Tables 2A and 3A demonstrate that the best combinations of parameters for earthquake latitude determination are 10 for E and 2 for C using a cut-off magnitude of ≥ 2.5 ML and a time signal of 5 seconds; with these combinations, the best correlation factor is 0.32, reaching 0.36 degrees of standard deviation, which correspond to approximately 40 kilometers of error.
Fig. 3 shows the cross-plot with the relationship between real latitude (X axis) and latitude calculated by the model (Y axis), where a normal statistical pattern can be observed in the distribution of residual values (histogram). The dashed blue line represents the linear behavior of the predicted data, corresponding to the locus where the prediction is equal to real values; this plot also confirms a standard deviation of 0.35 degrees in latitude determination. Employing the same methodology for longitude estimation, the best combinations are 2 for E and 5 for C, using a cut-off magnitude of ≥ 3.0 ML and a time signal of 5 seconds (Tables 2 B and 3) B .
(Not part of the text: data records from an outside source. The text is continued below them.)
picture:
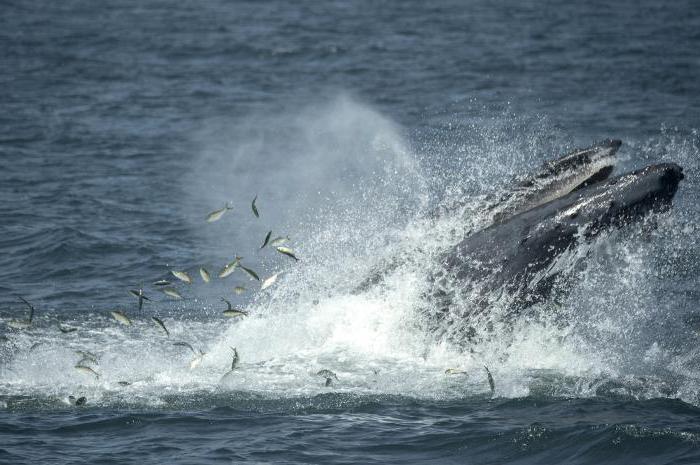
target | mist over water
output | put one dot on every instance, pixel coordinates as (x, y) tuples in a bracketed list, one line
[(367, 131), (351, 190)]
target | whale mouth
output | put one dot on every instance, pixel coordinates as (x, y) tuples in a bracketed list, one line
[(599, 176)]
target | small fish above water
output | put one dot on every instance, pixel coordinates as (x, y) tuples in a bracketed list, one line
[(217, 214), (278, 241), (182, 276), (455, 371), (86, 357), (205, 275), (286, 251), (329, 375), (87, 371), (250, 273), (79, 401), (269, 281), (159, 323), (66, 329), (492, 384), (267, 239), (121, 317), (172, 292), (230, 267)]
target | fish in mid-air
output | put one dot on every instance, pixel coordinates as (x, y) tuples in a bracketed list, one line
[(286, 251), (172, 292), (231, 311), (182, 276), (121, 317), (217, 214), (455, 371), (492, 384), (250, 273), (87, 371), (267, 239), (329, 375)]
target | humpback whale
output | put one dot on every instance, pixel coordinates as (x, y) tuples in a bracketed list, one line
[(523, 257), (553, 179)]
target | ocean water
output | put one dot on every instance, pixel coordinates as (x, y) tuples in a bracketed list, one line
[(123, 124)]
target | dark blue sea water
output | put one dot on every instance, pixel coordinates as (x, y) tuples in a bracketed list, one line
[(124, 123)]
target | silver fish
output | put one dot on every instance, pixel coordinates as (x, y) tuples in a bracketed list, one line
[(267, 239), (287, 251), (269, 281), (89, 356), (87, 371), (182, 276), (161, 325), (250, 272), (278, 241), (230, 268), (121, 317), (492, 384), (254, 208), (234, 313), (66, 329), (217, 214), (234, 361), (172, 292), (205, 275), (455, 371)]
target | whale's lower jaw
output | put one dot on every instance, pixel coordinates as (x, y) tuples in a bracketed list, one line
[(535, 256)]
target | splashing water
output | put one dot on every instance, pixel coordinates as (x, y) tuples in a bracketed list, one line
[(342, 181)]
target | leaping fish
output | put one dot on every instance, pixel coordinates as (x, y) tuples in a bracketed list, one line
[(286, 251), (87, 371), (182, 276), (329, 375), (230, 267), (172, 292), (267, 239), (217, 214), (121, 317), (231, 311)]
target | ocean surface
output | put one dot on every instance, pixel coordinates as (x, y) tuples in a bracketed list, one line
[(123, 124)]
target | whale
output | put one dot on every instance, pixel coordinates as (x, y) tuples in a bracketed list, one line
[(553, 179), (519, 261)]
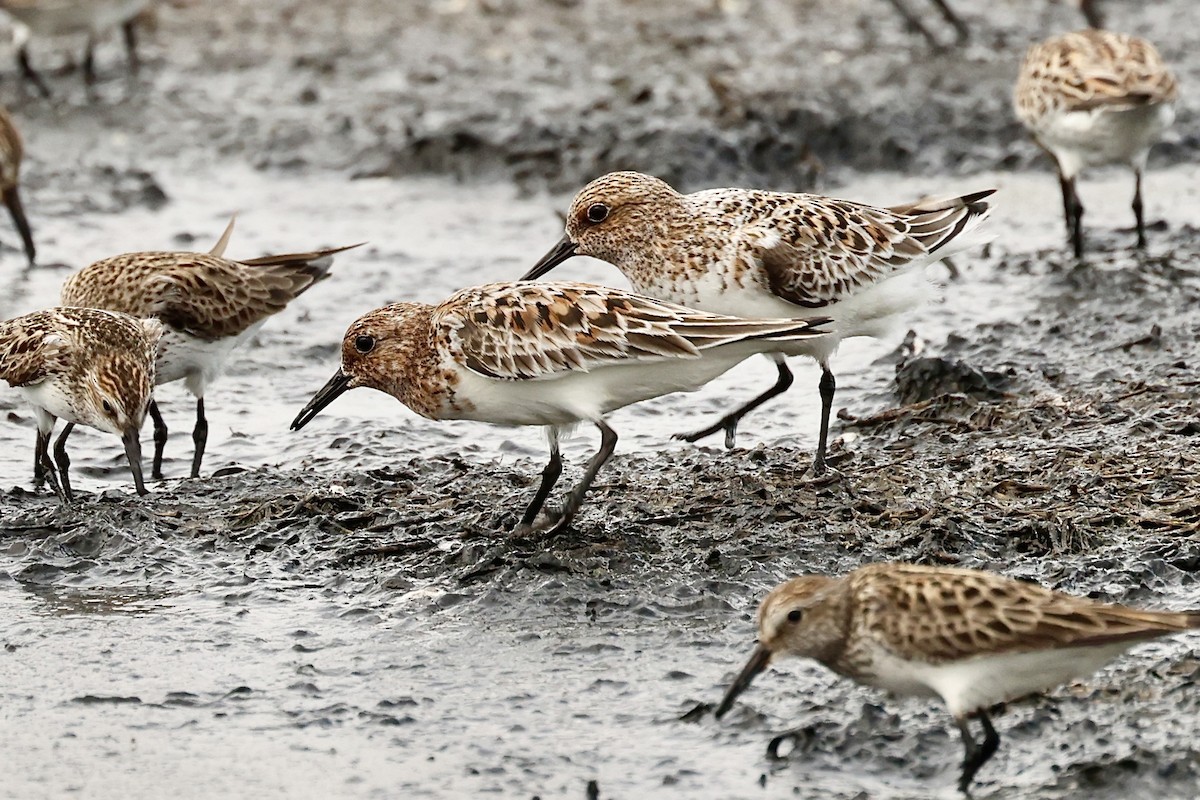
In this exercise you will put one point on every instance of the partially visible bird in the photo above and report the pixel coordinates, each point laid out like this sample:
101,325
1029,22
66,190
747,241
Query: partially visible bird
208,304
1095,97
91,18
12,150
87,367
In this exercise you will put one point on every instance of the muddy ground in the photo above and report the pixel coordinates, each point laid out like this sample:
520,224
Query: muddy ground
342,612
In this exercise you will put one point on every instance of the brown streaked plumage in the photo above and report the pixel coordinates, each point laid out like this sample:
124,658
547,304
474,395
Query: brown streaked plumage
88,367
90,18
12,150
754,253
208,304
547,354
1095,97
970,637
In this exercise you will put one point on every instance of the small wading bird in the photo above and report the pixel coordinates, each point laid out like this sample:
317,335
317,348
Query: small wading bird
1095,97
208,304
11,152
767,254
72,17
84,366
547,354
970,637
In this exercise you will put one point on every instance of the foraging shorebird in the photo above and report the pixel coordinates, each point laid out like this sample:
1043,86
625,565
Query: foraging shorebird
1095,97
969,637
12,150
767,254
90,18
87,367
545,354
209,305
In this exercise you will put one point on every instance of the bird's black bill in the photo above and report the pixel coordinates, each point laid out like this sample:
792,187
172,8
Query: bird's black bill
336,386
757,662
133,452
558,253
12,199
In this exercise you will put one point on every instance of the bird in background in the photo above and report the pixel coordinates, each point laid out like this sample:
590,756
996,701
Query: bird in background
12,150
87,367
209,306
544,354
768,254
970,637
1095,97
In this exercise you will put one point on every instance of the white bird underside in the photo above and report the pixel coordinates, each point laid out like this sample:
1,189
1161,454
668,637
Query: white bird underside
983,681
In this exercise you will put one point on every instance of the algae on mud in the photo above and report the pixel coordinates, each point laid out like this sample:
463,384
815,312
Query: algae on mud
342,613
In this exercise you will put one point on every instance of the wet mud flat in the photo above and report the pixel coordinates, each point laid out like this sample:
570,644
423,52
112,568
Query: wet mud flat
383,626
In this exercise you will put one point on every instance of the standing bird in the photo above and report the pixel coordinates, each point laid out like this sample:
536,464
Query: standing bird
549,354
12,150
970,637
208,304
750,253
84,366
1095,97
73,17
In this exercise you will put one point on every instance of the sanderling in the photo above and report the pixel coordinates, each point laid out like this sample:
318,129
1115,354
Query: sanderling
1095,97
71,17
11,152
767,254
971,637
88,367
546,354
208,304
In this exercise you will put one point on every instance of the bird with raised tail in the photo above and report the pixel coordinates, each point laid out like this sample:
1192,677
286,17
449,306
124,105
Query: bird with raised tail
545,354
768,254
209,305
1096,97
969,637
87,367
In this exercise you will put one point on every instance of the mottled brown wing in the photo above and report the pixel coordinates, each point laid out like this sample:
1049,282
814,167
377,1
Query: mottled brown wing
951,614
1092,68
825,250
532,330
27,346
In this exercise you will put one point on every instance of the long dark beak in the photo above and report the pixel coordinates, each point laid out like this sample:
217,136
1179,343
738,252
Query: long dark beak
558,253
133,452
757,662
12,199
336,386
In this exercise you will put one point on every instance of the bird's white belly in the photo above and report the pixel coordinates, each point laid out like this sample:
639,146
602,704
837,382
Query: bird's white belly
183,356
983,681
67,17
575,396
1098,137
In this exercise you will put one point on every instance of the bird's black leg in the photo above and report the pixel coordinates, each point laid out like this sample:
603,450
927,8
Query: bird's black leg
549,479
730,421
29,73
913,23
575,499
960,28
827,386
160,439
1138,210
199,437
41,444
131,44
64,461
976,753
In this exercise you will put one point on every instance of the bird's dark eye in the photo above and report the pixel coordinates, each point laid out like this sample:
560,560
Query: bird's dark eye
598,212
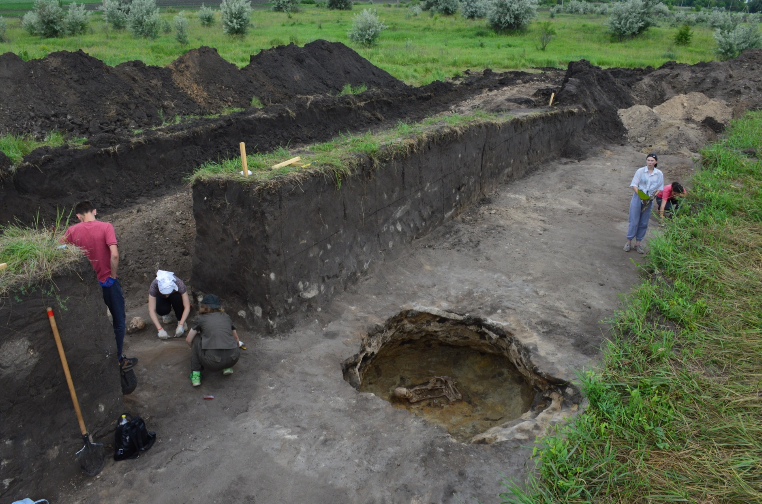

The standard deviation is 0.31 degrees, equivalent to approximately 30 kilometers, also confirmed in the cross-plot in Fig. 4.
4. Conclusions and recommendations
The SVMs used for this research provide part of the required information to develop an early warning system for seismicity that may affect the city of Bogotá. These algorithms showed an error of 40 and 30 kilometers in the determination of the latitude and longitude of earthquakes respectively.
The accuracies in this study were lower than those obtained by other authors [26-28], who achieved an accuracy of 7 kilometers on average. However, it is important to note that this study was carried out with information from a single seismological station and additional descriptors such as the predominant period. Fourier frequency spectra and wavelet transform coefficients should be considered in order to extract additional features allowing for better correlation and better estimation of the geographic coordinates where tremors occurred.
It is recommended that the models be complemented with earthquake data that was not considered in this research, particularly events since October 27th 2008 to the present, providing a greater data set and improving the accuracy of these SVMs.